Blair: It’s instant feedback. If they didn’t understand any of the adaptable features, and they’re like, “What is that? Why did they do that?” It’s immediately a great kind of feedback.

Mizrahi: That’s what drew me and that’s what drew us together to try to get this collaboration to occur.

Cooper: This is off-topic just because I’m staring at it so much (seeing her guitar in the background). Do you ever play music together? I see a guitar and a piano.

Blair: That’s so funny. I need to. I’m learning. My neurologist said I need to learn an instrument because I’ve been forgetting, like, I have little ulcers in my ears. She said immediately, “You have to start piano.” I’ve never touched a piano except to play “Chariots of Fire” in third grade because a neighbor taught me. And if you don’t think I get on a piano every time and play “Chariots of Fire,” that’s way off. But no, I need to. Maybe Isaac can.

Mizrahi: I know some incredible musicians, and our failings as musicians will be filled in by them.

Blair: You’re not. You’re a piano player!
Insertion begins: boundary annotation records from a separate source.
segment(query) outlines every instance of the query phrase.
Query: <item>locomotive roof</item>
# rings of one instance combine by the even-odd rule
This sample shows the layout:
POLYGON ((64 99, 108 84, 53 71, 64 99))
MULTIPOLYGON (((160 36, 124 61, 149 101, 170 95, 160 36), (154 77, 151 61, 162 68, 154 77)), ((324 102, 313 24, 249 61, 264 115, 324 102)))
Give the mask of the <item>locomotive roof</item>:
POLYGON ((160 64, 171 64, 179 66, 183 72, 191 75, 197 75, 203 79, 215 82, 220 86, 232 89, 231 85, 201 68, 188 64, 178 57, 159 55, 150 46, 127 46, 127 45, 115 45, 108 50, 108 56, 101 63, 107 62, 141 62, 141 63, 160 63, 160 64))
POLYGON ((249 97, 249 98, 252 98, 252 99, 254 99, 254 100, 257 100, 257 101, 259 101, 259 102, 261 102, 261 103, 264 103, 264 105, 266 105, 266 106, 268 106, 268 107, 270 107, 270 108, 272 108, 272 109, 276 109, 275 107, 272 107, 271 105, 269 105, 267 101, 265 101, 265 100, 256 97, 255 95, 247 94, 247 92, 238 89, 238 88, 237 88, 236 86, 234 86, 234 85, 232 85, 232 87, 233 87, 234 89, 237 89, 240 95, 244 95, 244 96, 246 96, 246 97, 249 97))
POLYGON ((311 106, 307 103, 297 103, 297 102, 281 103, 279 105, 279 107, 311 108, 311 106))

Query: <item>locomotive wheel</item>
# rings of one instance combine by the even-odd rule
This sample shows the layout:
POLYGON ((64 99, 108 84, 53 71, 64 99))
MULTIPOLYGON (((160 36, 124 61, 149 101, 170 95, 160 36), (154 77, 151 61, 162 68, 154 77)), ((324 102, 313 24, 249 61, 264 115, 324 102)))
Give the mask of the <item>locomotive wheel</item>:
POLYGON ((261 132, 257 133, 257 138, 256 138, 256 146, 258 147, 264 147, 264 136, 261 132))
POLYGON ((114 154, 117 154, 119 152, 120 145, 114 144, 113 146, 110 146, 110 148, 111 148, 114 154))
Mizrahi: I know, but I don’t play, I only sing. I play in private, but I sing in public. You and I could get together, you could play the piano.

Blair: Thank you. I’ll have this as a goal. I mean, everything’s been changing. There’s so much I realize now about neurology and making things easier in life. Music is a goal.

Cooper: Nice. One of the things that I think Paul will ask is if you can design something for motorcycle wearing. (laughs)

Mizrahi: Aside from a motorcycle jacket, which is something I’m always riffing on. I think it’s one of the most beautiful, iconic, world—I was going to say American, but I think throughout the world a motorcycle jacket is an aspiration.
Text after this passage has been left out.